In order to tackle the disease burden in LMICs, concerted approaches should be implemented by both LMICs and HICs. HICs should focus on research that generates leads for LMICs and support country-based research and capacity building in LMICs. LMICs should similarly support their own research capacity and utilization. They should focus on the development of national health research systems, foster innovation and ensure that local research capacity addresses local priority health needs.
There is an emergence of innovating developing countries, such as Brazil, China, India and South Africa. These countries have demonstrated a growing capacity to undertake health innovation and assume an increasing role in the development of new drugs, vaccines and diagnostic tools, as well as of new techniques and new policies in health systems and services. One characteristic of these countries is that they manage to span the spectrum from innovative research to product delivery.
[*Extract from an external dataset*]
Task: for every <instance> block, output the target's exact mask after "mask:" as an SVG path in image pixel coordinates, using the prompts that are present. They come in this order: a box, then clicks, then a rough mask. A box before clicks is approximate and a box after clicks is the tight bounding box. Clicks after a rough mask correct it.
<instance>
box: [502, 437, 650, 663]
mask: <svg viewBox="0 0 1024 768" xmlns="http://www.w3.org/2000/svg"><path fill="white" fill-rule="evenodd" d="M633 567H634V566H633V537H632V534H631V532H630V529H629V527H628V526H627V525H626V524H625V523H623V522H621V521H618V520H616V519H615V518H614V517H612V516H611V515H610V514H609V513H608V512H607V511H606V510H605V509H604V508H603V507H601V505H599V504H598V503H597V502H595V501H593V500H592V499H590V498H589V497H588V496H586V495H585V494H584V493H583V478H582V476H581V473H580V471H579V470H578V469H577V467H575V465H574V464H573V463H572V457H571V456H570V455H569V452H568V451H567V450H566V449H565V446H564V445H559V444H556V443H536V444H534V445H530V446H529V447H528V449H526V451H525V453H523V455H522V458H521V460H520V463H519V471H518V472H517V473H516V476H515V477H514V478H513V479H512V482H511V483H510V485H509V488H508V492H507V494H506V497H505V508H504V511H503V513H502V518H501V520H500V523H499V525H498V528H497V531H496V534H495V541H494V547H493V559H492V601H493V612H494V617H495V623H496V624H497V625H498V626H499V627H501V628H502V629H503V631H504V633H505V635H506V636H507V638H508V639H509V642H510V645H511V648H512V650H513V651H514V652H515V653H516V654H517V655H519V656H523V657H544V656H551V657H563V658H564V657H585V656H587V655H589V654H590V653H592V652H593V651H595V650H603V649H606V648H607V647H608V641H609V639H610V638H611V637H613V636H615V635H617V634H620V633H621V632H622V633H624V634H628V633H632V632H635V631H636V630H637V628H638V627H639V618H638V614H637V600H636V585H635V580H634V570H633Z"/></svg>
One major source of funding for, in, and by, LMICs is philanthropy. Over the 1993-2003 period, the 50 most generous philanthropists collectively donated over 50 billion USD. Public-Private Partnerships (PPPs) are playing a growing role in the financing of health research for LMICs. PPPs' Research & Development (R&D) expenditure has increased dramatically since 2000 and 75% of all neglected disease R&D projects are currently conducted by PPPs. The public sector should devote an increased share of available R&D resources to the health needs of developing countries, as they have fallen short of meeting the the targets set at the 1990 Commission on Health Research for Development (2% of government health budget on essential health research).
Mr. Matlin concluded by highlighting areas to which government financing of health research for development should focus. In HICs, greater priority should be given to national research programs and more health research should be included in bilateral and multilateral channels. In LMICs, in additional to giving greater priority to national health programs, capacity building for national health research systems and innovation should be emphasized.